The second negative consequence for Hong Kong will be economic. Up until the National Security Law was announced, Hong Kong was given special economic status by the U.S. It is due to this special categorization that Hong Kong was able to attract top international companies and become one of the major financial centers in the east. However, this economic status was dependent on the condition that Hong Kong remains a democracy and protects personal freedoms.
Since this is no longer true, U.S. President Donald Trump has initiated the process of scrapping this status for Hong Kong. As a result, businesses are expected to slowly move away from Hong Kong and seek out other destinations like Tokyo, Singapore, etc. Hong Kong will also lose out on the preferential traffic rates it enjoyed from its relationship with the U.S. Trade between the two regions amounts to about US$67 billion a year.

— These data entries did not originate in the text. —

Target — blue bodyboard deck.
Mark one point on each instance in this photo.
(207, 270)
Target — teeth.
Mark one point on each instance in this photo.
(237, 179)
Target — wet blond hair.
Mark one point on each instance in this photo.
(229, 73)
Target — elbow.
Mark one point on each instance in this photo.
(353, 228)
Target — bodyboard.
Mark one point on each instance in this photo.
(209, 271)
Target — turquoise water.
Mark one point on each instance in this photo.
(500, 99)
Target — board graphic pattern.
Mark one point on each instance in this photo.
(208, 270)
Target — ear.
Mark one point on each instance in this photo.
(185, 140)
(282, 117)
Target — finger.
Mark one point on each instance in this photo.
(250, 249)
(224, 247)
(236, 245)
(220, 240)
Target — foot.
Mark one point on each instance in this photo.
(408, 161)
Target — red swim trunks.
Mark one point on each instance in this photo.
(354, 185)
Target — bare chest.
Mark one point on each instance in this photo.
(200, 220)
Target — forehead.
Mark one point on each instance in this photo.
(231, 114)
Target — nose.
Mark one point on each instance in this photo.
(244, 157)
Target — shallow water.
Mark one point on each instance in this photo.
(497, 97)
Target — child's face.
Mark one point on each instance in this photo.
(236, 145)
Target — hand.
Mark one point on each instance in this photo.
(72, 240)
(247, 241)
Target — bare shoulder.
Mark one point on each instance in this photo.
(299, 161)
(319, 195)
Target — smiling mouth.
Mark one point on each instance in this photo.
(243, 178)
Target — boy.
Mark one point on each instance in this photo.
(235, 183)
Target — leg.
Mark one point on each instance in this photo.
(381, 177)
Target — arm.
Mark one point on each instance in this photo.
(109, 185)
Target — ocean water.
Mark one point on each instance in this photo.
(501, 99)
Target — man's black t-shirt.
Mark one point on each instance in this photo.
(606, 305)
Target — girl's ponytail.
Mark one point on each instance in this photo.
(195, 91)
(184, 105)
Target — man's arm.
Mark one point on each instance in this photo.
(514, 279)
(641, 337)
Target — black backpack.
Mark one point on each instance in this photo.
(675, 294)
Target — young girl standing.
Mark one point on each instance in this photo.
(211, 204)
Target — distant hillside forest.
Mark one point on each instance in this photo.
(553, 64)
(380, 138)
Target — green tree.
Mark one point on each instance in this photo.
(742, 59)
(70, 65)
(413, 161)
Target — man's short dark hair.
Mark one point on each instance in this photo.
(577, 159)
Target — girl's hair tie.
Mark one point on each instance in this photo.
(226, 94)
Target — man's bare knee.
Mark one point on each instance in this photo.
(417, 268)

The third issue would be privacy and cybersecurity laws. As of now, Hong Kong’s cybersecurity law is solely applicable to the region, while China’s cybersecurity law is only applicable to the mainland. But the National Security Law can carve a path for Beijing to impose its cybersecurity laws in Hong Kong. This will give the communist government access to data about the people of Hong Kong, businesses, and so on. Plus, online censorship policies will be strengthened under the guise of “protecting national interests.”
New police unit
The Hong Kong police department is setting up a special unit to facilitate the implementation of the National Security Law. According to John Lee Ka-chiu, the city’s security minister, the unit will be fully functional right from the first day the law is implemented. The new unit will be headed by police commissioner Chris Tang Ping-keung and will be involved in activities like investigation, intelligence gathering, and training.
Lee did not reveal the extent to which the local unit will work with agencies from the mainland. However, he did suggest that there would be heavy involvement of these agencies. The minister pointed out that the mainland departments have wider intelligence gathering and analysis capabilities and will aid the local unit to have a “helicopter view” of an issue.